South Africa was hopeful that the cutting cycle would continue into 2026; however, the war in the Middle East has brought uncertainty and driven inflation higher. Kganyago highlighted that the shocks from the Middle East war found the country’s fiscal position better prepared than in 2022, when the Russia-Ukraine war triggered similar shocks.

“This shock found us better prepared than [in] 2022, from the domestic side,” he said.

“Firstly, after years where The National Treasury used to say the fiscal position will be better in the next two years or in the next three years, at the time the budget policy statement was presented, they said the fiscal position is better now. And we expect it to get even better.”

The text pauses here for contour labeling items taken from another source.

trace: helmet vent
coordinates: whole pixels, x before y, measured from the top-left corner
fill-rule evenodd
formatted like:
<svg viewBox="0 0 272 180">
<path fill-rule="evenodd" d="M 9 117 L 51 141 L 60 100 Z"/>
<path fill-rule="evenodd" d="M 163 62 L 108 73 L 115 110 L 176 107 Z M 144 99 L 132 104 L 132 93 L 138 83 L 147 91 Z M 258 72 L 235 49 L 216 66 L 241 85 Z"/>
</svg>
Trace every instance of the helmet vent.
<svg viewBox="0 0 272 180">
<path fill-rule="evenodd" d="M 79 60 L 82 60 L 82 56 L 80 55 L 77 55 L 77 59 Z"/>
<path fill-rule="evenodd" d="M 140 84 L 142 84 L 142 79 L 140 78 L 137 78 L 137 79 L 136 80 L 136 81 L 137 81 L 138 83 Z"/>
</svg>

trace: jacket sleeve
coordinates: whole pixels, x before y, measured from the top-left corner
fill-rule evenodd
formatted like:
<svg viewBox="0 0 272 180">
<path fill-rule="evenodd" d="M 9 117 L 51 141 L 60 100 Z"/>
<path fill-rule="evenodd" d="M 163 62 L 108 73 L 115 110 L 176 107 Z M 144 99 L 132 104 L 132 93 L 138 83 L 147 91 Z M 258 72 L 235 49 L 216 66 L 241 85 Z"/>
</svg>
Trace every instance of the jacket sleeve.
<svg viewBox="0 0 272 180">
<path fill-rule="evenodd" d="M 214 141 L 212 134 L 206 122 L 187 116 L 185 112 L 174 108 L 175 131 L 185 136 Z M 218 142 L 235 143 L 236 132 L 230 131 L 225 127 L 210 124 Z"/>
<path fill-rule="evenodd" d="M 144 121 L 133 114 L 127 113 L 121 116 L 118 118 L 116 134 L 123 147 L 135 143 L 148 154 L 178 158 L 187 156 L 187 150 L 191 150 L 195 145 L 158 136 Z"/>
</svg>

Inflation in stronger position than before

Kganyago also added that the Middle East war shocks hit while inflation was on target, while in 2022, the shocks hit while inflation was above target.

“This time around, we were then on target, and we had a lower inflation target that had just been adopted, and we were on that lower target.

“At the time of the shock, the prices of our exports had risen faster than the prices of [our imports], and so we had a rise in terms of trade. This was a positive shock.”

SA is still safe

He said that the aforementioned have since adjusted as oil prices have risen, but they remain above their medium- or long-term averages. “That was an important factor to take on.”

Kganyago highlighted that hopes for a quick end to the Middle East crisis have faded. This is as the Strait of Hormuz remains largely closed. “Oil prices have fluctuated around 100 dollars per barrel,” he noted.

“In this context, global growth forecasts have been marked down, while inflation forecasts have been revised higher.

“The fundamentals of South Africa’s recovery remain intact, as reflected in the recent decision by Moody’s to assign a positive outlook to the sovereign credit rating. The macro economy is demonstrating resilience to global challenges.”

GDP outlook lowered

Kganyago said the country’s growth forecasts have been lowered for the next two years. Before the shock of the Middle East war, the economy seemed to be gaining momentum, with incoming data mostly positive.

“Now, however, we face a painful combination of higher global uncertainty and reduced disposable income,” he noted. “This will hit both investment and household consumption, which have been our main growth drivers.”

The committee agreed that inflation risks had intensified and that the challenge of large and overlapping shocks would likely trigger second-round effects, requiring a monetary policy response.

“The forecast from our Quarterly Projection Model (QPM) shows one hike this quarter,” added Kganyago. “As inflation falls later in the forecast, our model then has rates easing again, towards neutral levels.”